The inspector hoped fervently they could get this wrapped up sooner rather than later, though that was looking less likely after the phone call he’d just taken.
‘What is it?’ Laura asked.
‘Ray. He says Sister Bernadette admits to sending the emails but to nothing else. They’re taking her DNA.’
The door flew open and Ciaran came in, his face flushed with excitement. Hot on his heels was Ronan.
‘Is it related to Sister Bernadette?’ Tom asked, standing up. ‘Did you find a property?’
Ciaran shook his head. ‘No. Nothing there, Tom, sorry. It’s Catherine Farrell. Ronan went back to trace activity on the account she used to pay for the house next door to Father Seamus—’
Ronan interrupted. ‘Inspector, I think you should know that I was recruited in the States because of my hacking skills. I had to breach—’
Tom held his hand up. ‘Don’t say anything more, Ronan. What I don’t know . . .’
There was no correct way for a senior garda to finish that sentence, but the other man got the gist.
‘Ciaran, make sure you get the warrants for that account sorted, asap. And retrospectively request that information. Right, tell me what you found.’
Ciaran deferred to the younger man. It was Ronan
’s discovery, and he should be the one to reveal it.
‘She’s been renting a lock-up for the last six weeks. Just outside Portlaoise. It appears to be a furniture storage facility in an industrial estate. You get a key; you can back your vehicle right up to the door of the unit and store whatever for the period of time you’ve rented. There’s security on site, but not in each individual warehouse.
‘There’s an office that’s staffed during the day to deal with administration, but it closes at 6 p.m. Unfortunately they don’t have CCTV trained on the doors of the units, or on the entrance to the facility itself. But I found something that is going to blow your mind . . .’ Ronan paused.
He was starting to enjoy police work.
‘Don’t leave us hanging,’ Tom blurted.
‘Three weeks ago, the company went live with a computerized security system. It’s very basic, it just logs times unit doors are opened and closed. Apparently, last summer the company had a problem with an employee using the master key to break into the lock-ups and steal small items. The owners didn’t automatically miss their possessions because these are generally people moving house with lots of gear in storage. But a pattern was identified. The company sacked the employee and set up this system so owners can check online to make sure their unit hasn’t been accessed.

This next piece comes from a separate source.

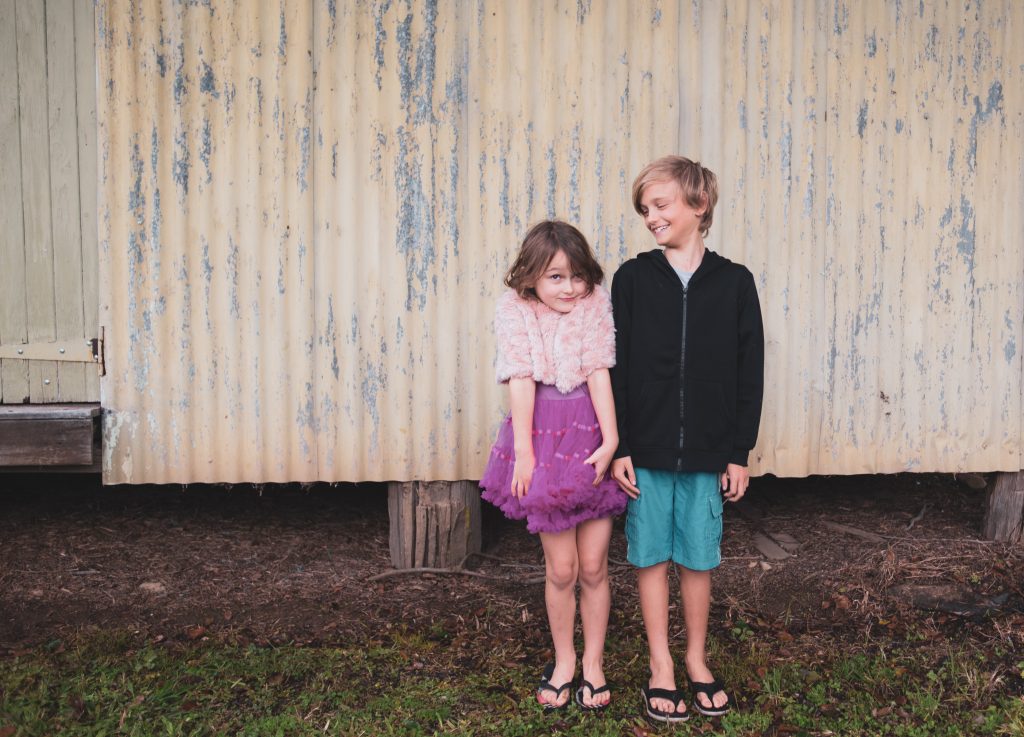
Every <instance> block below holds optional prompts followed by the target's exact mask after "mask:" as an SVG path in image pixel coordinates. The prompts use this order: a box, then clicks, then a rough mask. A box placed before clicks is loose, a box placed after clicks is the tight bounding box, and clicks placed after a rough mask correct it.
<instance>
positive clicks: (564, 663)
mask: <svg viewBox="0 0 1024 737" xmlns="http://www.w3.org/2000/svg"><path fill="white" fill-rule="evenodd" d="M541 545H542V546H543V547H544V567H545V573H546V575H545V583H544V601H545V604H547V608H548V625H549V626H550V627H551V641H552V644H554V646H555V670H554V673H552V674H551V679H550V683H551V685H552V686H554V687H556V688H557V687H558V686H561V685H562V684H564V683H568V682H569V681H571V680H572V677H573V675H574V674H575V649H574V648H573V646H572V624H573V622H574V621H575V580H577V572H578V570H579V565H580V564H579V559H578V557H577V531H575V528H574V527H572V528H569V529H567V530H563V531H561V532H541ZM541 698H543V699H544V700H545V701H547V702H548V703H551V704H556V705H558V706H560V705H562V704H563V703H565V701H566V699H568V698H570V694H569V692H568V691H565V692H564V693H562V694H561V696H560V697H559V698H557V699H556V698H555V694H554V693H552V692H550V691H545V692H543V693H542V694H541Z"/></svg>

‘The company decided to use the system for a month to make sure it worked before advertising it as a security feature. I’m not sure if they were taking liberties on disclosure, but it certainly worked in our favour. Catherine Farrell wouldn’t have known her key use was being recorded. The company thought we already knew about it when Ciaran rang, and they were pretty forthcoming with their records after that. Probably afraid you’d pull them for not informing their clients.
‘Anyway, Catherine – or someone – opened her unit at 1 a.m. last Thursday morning. She exited it at 11.30 a.m. She returned to it at 4 p.m. Thursday evening, leaving twenty minutes later. Her final visit was at 10.30 p.m., and she exited at 2 a.m. on Friday morning.’
Tom felt his jaw drop.
The visits to the lock-up matched the timeline for Attracta’s abduction, killing and removal to the Phoenix Park. The final visit could have been a clean-up operation.